Automatic movie analysis is incomplete if characters’ emotions and mental states are not perceived. We formulate emotion understanding for a movie scene as predicting a diverse and multi-label set of scene and per character emotions. Addressing this challenging problem requires multimodal models. We propose EmoTx, a Transformer-based architecture that ingests video frames, multiple characters, and dialog utterances to jointly predict scene and character-level emotions. We conduct experiments on the most frequently occurring 10 or 25 labels, and a mapping that clusters 181 labels to 26 emotions. Ablation studies show the effectiveness of our design choices. We also adapt popular (multimodal) emotion recognition approaches for our task and show that EmoTx outperforms them all. Furthermore, analyzing self-attention scores reveals EmoTx’s ability to identify relevant modalities across a long video clip and verifies that mental states rely on video and dialog, while expressive emotions look at character tokens.
An overview of EmoTx. A: Given sequential video frame features (in blue region), character face features (in purple region), and utterance features (in orange region) extracted using respective pretrained models, the modality specific linear layers project the inputs into a joint embedding space. B: Here appropriate embeddings are added to the tokens to distinguish between modalities, character indices, and to provide a sense of time. We also create per-emotion classifier tokens associated with the scene or a specific character. C: Two Transformer encoder layers perform self-attention across the sequence of input tokens. D: Finally, we tap the classifier tokens to produce output probability scores for each emotion through a linear classifier shared across the scene and characters.
EmoTx provides an intuitive way to understand which modalities are used to make predictions. We refer to the self-attention scores matrix as α, and analyze specific rows and columns. Separating the K classifier tokens allows us to find attention-score based evidence for each predicted emotion by looking at specific rows in the attention matrix.
A scene from the movie Forrest Gump showing the multimodal self-attention scores for the two predictions: Mrs. Gump is worried and Forrest is happy. We observe that the worried classifier token attends to Mrs. Gump’s character tokens when she appears at the start of the scene, while Forrest’s happy classifier token attends to Forrest towards the end of the scene. The video frames have relatively similar attention scores while dialog helps with emotional utterances such as told you not to bother or it sounded good.

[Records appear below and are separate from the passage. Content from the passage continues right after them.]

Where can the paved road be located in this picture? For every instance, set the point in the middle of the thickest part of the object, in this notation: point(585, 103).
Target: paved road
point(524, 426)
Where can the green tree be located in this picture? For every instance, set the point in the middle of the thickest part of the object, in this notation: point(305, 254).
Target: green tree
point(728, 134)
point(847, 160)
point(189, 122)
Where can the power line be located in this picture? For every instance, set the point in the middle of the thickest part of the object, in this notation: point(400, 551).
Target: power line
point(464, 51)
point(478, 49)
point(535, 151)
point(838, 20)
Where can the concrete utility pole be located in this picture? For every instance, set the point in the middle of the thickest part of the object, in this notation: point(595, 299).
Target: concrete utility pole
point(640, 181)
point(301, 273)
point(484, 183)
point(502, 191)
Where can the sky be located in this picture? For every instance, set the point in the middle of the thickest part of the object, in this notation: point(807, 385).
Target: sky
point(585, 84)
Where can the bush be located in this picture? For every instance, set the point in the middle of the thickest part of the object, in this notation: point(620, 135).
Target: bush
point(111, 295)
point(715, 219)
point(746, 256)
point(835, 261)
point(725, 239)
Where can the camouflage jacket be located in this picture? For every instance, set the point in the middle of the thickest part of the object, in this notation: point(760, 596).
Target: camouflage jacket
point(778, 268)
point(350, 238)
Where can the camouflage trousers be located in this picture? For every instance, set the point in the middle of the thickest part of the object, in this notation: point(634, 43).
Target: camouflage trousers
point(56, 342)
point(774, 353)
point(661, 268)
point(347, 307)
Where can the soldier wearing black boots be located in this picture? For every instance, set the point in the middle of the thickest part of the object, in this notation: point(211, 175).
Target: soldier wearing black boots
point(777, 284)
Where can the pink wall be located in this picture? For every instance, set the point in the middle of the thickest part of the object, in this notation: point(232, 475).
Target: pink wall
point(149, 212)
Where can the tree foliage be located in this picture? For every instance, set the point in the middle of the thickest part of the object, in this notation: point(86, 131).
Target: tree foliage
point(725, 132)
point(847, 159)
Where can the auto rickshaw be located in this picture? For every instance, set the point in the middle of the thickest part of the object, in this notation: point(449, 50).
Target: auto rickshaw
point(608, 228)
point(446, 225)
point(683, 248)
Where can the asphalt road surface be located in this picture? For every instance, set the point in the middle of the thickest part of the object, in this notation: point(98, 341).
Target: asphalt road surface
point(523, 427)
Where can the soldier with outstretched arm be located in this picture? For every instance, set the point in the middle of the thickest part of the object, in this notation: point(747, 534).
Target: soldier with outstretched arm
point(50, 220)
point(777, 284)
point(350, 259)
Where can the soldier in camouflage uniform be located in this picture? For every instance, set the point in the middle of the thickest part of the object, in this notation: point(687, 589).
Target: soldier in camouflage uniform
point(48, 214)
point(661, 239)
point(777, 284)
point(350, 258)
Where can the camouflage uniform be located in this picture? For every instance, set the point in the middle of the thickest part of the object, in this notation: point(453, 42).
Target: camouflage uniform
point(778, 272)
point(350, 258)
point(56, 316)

A scene from the movie Friends with Benefits with self-attention scores for multiple modalities for two character-level predictions: Jamie is happy and Dylan is excited. From the figure we can infer that the happy classifier token attends to the Jamie character tokens with spikes observed when she smiles or laughs, while Dylan’s excited classifier token attends primarily to the dialog utterance tokens. We can see this as very few face snaps indicate that Dylan is excited, in fact, Dylan’s face is not even visible often. However, dialog utterances like That’s what makes us so awesome, Hey, I miss you, and Jamie, will you be my best friend again? are extremely useful for the model to infer the emotions.